A series of online workshops are planned to help educate residents after a recent increase in the number of conflicts between humans and coyotes were reported in the state.
According to a release issued by the California Department of Fish and Wildlife, the principal reasons wildlife – including coyotes – ventures into populated areas is to search for food, water or shelter.
These human-coyote interactions are on the rise for many reasons, it was stated in the release, including increased urbanization, increased abundance of food and water sources, and access to attractants such as pet food, human food, pets and small livestock.
“The Commission and the CDFW have heard and understand public concerns about increasing human interactions with coyotes in our cities and towns,” said Commissioner Eric Sklar, chair of the commission’s Wildlife Resources Committee. “Living with wildlife brings challenges, and the workshops are an opportunity to both share and learn more about how we collectively address that reality.”

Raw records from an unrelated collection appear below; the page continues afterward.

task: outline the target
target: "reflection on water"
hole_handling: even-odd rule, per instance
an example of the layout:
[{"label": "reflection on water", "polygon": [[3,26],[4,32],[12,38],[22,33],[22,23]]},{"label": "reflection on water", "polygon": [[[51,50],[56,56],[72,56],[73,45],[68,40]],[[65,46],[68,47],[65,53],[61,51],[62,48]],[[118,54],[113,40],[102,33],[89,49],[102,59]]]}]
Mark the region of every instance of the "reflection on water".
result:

According to the release, increased interactions can lead to human-coyote bites, pet loss (depredation) and disease transmission concerns but adaptive, integrated strategies exist to mitigate conflicts and address concerns.
“One of the great things about the State of California is the abundance of open area, natural habitat and diverse wildlife,” said CDFW Deputy Director of Wildlife and Fisheries Stafford Lehr. “But with the rise of human interactions with wildlife, in particular urban coyotes, it is important that the Commission and CDFW work together to improve awareness and safety.”
The first workshop offered by the California Fish and Game Commission and CDFW – which will be focused on on the science and research related to coyotes in the urban environment as well as the current laws, regulations and jurisdictional roles that create a foundation for communities to reduce human-coyote interactions – is scheduled for March 26 from 9 a.m. to 1p.m.
Information about additional workshops will be made available in the future, according to the release.